30 April 2010 17:51 [Source: ICIS news]
HOUSTON (ICIS news)--Chevron and other oil companies are helping BP and government agencies as they try to contain an oil leak from a destroyed platform in the Gulf of Mexico, a Chevron official said on Friday.
"We have offered assistance to BP, MMS (Minerals Management Service), and government agencies," Chevron chief financial officer Pat Yarrington said. "Equipment, people, processes, whatever is needed."
Other companies had also stepped up to help, she noted, without naming them.
"It is a consortium of effort under way here," Yarrington said on an earnings conference call with analysts, who posed repeated questions about how Chevron and other oil companies might be affected by the disaster in the longer term.
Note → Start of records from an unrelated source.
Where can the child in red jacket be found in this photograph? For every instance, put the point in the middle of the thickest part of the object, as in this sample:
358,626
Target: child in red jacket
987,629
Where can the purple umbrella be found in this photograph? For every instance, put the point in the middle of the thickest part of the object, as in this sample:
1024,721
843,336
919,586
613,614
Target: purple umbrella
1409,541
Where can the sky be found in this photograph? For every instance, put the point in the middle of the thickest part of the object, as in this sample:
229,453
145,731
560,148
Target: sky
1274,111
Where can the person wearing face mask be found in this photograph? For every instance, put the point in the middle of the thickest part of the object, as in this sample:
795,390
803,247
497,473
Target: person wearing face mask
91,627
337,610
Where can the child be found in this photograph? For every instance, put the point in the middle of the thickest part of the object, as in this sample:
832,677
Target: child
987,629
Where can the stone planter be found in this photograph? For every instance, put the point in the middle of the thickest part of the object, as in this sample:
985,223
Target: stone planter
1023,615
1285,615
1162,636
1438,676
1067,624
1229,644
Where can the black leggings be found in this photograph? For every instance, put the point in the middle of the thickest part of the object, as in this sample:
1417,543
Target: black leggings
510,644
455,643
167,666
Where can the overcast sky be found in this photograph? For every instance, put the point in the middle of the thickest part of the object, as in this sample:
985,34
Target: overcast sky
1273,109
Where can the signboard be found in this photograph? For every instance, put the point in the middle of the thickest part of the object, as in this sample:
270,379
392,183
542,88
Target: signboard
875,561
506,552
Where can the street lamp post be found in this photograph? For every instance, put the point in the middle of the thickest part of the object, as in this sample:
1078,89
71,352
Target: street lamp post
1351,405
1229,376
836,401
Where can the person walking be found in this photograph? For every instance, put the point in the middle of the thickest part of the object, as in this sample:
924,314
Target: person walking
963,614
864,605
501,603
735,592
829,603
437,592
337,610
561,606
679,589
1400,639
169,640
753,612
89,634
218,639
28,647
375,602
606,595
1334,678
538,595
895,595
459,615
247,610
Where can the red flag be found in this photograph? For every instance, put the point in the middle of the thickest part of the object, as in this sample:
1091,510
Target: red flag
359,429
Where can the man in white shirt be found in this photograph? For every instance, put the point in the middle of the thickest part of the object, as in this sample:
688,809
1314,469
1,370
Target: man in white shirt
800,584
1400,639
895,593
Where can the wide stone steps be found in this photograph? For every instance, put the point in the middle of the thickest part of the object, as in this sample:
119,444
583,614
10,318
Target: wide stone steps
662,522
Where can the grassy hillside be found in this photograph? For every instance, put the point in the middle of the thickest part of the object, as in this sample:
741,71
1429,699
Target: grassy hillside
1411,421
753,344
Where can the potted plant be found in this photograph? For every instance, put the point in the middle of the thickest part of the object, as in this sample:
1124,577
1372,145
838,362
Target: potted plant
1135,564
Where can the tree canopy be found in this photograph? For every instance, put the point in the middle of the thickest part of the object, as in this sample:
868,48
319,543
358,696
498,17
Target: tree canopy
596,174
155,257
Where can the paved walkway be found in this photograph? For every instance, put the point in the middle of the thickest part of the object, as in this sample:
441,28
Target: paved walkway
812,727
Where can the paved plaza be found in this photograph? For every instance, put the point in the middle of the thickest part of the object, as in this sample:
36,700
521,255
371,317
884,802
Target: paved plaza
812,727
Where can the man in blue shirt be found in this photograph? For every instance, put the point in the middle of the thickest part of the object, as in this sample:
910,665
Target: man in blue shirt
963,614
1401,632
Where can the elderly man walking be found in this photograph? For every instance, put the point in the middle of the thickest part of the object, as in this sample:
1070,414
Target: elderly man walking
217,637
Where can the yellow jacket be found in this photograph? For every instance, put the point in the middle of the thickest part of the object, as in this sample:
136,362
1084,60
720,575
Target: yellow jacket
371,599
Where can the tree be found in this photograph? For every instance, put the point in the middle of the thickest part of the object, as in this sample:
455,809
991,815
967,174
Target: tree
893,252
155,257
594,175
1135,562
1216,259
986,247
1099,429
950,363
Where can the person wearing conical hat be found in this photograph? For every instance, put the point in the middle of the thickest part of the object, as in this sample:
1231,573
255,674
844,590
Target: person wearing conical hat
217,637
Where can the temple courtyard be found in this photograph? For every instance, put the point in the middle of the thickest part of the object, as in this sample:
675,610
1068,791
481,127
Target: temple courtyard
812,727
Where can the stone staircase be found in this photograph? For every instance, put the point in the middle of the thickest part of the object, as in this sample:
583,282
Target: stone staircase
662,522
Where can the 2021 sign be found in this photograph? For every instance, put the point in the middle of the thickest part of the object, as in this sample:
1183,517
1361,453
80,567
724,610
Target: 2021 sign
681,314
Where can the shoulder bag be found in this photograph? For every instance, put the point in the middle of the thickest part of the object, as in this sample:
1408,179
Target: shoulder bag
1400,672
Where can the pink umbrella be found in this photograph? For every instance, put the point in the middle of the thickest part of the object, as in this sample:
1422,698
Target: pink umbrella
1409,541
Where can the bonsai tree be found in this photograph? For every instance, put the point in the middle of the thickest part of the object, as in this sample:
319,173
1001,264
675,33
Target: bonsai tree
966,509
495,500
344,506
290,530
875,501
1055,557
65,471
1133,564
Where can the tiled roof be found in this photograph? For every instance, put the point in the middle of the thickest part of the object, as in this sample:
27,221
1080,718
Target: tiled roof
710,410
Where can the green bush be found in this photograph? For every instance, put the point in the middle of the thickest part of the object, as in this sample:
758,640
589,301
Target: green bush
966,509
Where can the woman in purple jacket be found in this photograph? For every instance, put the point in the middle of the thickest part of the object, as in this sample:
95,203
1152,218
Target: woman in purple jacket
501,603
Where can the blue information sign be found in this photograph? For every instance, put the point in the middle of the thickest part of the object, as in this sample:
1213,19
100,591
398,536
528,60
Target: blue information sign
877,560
Earlier Friday, a top aide to President Barack Obama said no further offshore drilling would be allowed until the government better understood the cause of the oil spill from BP's sunken Deepwater Horizon rig.
Yarrington said it was too soon to say what the implications of the accident would be for future leasing and drilling activity, or for safety costs.
She did not answer directly when asked if oil supply to Chevron's 330,000 bbl/day Pascagoula refinery in Mississippi might be impacted, but separately stressed that Chevron's operations in the Gulf had not been affected.
Moreover, people should not jump to any conclusions about the accident or its aftermath, Yarrington said.
"We wouldn't want to pre-judge or leap too quickly, and I'm sure Congress and the (Obama) administration would be the same way," she said.
Environmental groups have seized upon the oil spill as evidence to back their arguments against offshore drilling.
Just a month ago, the Obama administration announced plans to open up much of the US east coast to oil and natural gas drilling, a move that drew praise from the petroleum industry but criticism from biofuels makers and environmental groups.